Since Pakistan’s founding, its military and intelligence establishments have relied on militants as an asymmetric asset in their rivalry with the larger, more powerful India. That reliance remains intact, despite occasional pressure from the U.S. and its counter-terrorism partners.
|PHOTO: RASHID AJMERI/EXPRESS TRIBUNE|
Source/Credit: Bloomberg | Views
By the Editors | October 18, 2012
Pakistan’s government is squandering its “Malala moment”: the chance to harness public outrage over the Taliban’s shooting of 14-year-old education activist Malala Yousufzai and take the fight to the terrorists who threaten the nation and its neighbors.
The fecklessness of the government’s current strategy against terrorism is captured in the offer of a $1 million bounty by Interior Minister Rehman Malik for aid in hunting down Taliban spokesman Ehsanullah Eshan, who has defended the attack on Malala and warned of more to come.
If Pakistan really wanted to capture Eshan -- and it should -- a $1 million reward probably isn’t necessary. He routinely sends e-mails and text messages and makes landline phone calls to dozens of journalists, many of whom are under some form of government surveillance. Dollars to doughnuts Pakistan’s Inter- Services Intelligence agency, long thought to have ties to the Taliban and other terrorist groups, knows where Eshan is.
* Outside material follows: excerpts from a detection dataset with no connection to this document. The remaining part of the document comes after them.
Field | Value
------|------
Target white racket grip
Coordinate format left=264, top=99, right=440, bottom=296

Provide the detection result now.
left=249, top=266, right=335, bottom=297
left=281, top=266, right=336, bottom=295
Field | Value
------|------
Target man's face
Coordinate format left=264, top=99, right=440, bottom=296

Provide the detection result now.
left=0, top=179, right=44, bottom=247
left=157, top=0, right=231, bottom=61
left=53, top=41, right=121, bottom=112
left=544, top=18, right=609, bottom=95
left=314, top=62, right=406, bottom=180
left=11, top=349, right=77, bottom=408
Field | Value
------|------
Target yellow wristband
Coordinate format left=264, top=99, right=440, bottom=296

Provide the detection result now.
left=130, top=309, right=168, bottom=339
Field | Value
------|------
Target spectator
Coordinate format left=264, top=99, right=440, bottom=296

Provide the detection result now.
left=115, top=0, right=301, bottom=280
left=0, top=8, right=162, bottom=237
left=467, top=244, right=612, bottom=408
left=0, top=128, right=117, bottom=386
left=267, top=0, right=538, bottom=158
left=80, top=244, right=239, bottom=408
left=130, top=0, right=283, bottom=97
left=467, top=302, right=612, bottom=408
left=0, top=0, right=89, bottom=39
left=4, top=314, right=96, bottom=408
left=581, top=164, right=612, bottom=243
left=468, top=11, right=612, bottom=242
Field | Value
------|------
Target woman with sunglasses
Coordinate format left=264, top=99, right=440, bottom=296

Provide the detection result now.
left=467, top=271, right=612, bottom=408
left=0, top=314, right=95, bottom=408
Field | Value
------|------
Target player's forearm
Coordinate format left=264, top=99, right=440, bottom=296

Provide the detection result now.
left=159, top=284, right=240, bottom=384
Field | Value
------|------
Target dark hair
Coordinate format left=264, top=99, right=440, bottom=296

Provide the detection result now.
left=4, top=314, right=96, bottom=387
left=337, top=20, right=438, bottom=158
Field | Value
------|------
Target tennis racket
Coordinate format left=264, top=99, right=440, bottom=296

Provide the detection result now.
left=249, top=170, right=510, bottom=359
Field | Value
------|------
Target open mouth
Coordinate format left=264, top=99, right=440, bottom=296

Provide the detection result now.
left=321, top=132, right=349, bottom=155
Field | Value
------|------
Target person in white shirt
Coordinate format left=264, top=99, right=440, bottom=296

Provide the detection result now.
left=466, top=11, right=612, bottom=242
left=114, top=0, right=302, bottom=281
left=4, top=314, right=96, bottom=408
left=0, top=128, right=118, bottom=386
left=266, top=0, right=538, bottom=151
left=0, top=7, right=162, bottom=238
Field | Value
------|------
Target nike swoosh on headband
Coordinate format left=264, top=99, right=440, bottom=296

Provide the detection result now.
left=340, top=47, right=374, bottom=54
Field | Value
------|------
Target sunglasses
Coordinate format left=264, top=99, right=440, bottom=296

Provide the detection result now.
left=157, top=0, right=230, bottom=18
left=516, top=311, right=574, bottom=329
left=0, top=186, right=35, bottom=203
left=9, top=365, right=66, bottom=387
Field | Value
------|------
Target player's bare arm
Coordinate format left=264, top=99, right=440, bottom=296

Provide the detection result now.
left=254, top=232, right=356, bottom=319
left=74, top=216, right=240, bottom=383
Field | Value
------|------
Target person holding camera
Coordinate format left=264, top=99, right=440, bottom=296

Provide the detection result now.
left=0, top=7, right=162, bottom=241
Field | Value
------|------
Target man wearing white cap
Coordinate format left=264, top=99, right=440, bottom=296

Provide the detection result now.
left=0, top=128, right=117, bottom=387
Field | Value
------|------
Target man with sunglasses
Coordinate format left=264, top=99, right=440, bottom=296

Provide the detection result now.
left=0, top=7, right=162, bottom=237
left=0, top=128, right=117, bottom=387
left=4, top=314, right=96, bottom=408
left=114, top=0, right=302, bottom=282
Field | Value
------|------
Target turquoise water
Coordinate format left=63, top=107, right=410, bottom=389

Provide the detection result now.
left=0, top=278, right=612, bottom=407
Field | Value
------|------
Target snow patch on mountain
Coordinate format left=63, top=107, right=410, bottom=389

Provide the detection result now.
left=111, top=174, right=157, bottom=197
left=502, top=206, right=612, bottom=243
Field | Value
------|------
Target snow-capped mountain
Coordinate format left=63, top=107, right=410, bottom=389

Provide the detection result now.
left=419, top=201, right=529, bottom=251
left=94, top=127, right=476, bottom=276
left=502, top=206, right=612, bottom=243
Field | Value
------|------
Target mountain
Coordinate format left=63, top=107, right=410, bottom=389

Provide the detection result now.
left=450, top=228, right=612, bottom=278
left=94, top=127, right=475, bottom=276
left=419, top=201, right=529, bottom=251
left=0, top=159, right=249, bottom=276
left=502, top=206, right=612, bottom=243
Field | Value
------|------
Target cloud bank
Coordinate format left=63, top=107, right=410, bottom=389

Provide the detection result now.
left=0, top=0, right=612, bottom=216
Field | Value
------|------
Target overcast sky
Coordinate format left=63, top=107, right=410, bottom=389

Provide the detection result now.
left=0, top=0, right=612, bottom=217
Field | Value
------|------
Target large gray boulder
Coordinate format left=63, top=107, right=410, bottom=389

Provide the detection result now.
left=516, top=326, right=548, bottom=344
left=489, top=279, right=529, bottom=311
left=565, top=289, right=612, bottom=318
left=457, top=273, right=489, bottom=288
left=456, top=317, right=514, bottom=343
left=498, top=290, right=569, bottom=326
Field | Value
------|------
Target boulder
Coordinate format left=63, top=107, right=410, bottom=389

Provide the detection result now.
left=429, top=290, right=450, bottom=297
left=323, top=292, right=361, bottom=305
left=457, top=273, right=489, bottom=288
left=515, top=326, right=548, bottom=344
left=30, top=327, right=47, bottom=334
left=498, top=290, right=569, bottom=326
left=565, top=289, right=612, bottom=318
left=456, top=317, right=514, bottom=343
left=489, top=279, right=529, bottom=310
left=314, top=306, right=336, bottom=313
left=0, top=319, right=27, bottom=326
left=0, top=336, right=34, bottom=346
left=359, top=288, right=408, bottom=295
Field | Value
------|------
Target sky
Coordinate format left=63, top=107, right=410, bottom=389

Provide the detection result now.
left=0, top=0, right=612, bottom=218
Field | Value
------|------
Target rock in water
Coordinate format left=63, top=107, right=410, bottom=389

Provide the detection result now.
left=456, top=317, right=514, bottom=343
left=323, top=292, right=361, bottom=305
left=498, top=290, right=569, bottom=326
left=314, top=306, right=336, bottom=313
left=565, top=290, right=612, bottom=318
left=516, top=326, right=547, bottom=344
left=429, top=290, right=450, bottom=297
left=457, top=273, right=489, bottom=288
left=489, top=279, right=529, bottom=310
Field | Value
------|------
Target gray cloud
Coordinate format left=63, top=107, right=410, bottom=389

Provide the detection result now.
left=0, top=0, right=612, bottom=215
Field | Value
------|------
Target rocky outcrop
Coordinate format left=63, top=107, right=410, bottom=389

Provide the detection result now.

Since Pakistan’s founding, its military and intelligence establishments have relied on militants as an asymmetric asset in their rivalry with the larger, more powerful India. That reliance remains intact, despite occasional pressure from the U.S. and its counterterrorism partners.
General Ashfaq Parvez Kayani, the leader of Pakistan’s military, has condemned the attack on Malala and her fellow students, praising her as “an icon of courage and hope.” He could follow up those comforting words with a military operation against the Taliban and other extremist groups such as the Haqqani network in North Waziristan.